Friday mystery object #233 answer

Last Friday I gave you a variety of mandibles to have a go at identifying. They lacked a scale bar and represented a range of different species that have similarities in mandible shape.

There were some great cryptic suggestions of identities, but it must be said that Jake came through with a really clear and pretty much spot-on list of suggestions. So here are the answers in a handy form that might be useful for reference:

mystery233b

The Sheep and Cow have a distinctive upward inflexion at the end of the mandible, with the Cow’s being so strong that the incisors start above the level of the top of the molar tooth row – unlike the Sheep’s.

This inflexion is much less marked in the Red Deer, which has a narrower body of the mandible, presumably relating to the less intensive chewing of a browser compared to grazers (grass is tough stuff). The Deer also has a notch along the bottom of the jaw, which Jake pointed out as a useful feature.

The Pig mandible tapers less overall, but is thicker at the end with the articulation – presumably because the omnivorous Pig is chewing differently, using the temporal muscles more than the masseter muscles and therefore needing a different area of the jaw for muscle attachment. The teeth are also pretty distinctive.
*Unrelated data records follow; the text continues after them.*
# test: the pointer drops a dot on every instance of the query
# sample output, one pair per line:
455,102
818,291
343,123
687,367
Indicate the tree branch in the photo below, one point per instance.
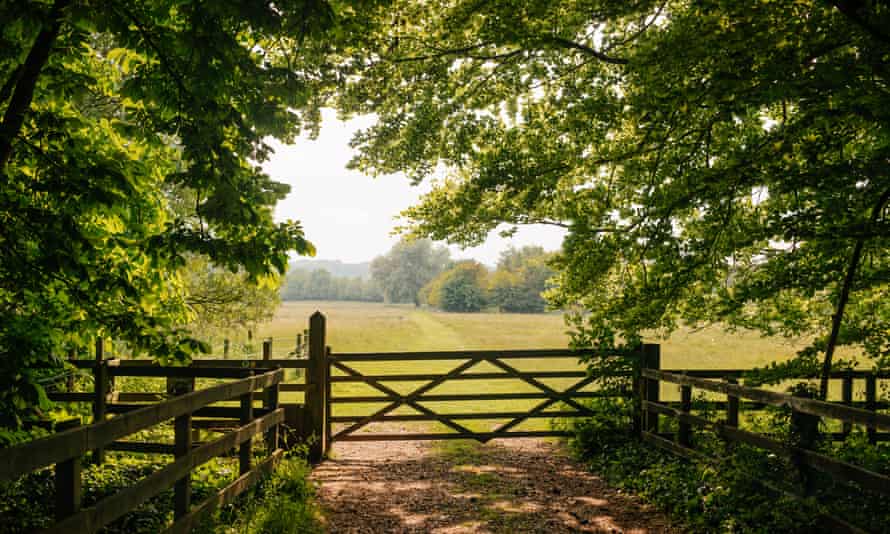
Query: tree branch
568,43
851,9
23,94
845,296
Like the Pig, the Donkey mandible lacks the long and hooked coronoid process, but is also very triangular in shape with quite squared teeth – features typical of an equid.

So hopefully that gives you some pointers for telling some common herbivore mandibles apart when you don’t have a scale bar – a more common problem for some of us than you might think…

3 thoughts on “Friday mystery object #233 answer

  1. The profiles of the tops of the molariform teeth are interesting: the equid’s look much flatter. I assume that this reflects the different structure of the teeth (which, in an occlusal view, would have made the non-artiodactyl D stand out immediately, I hope).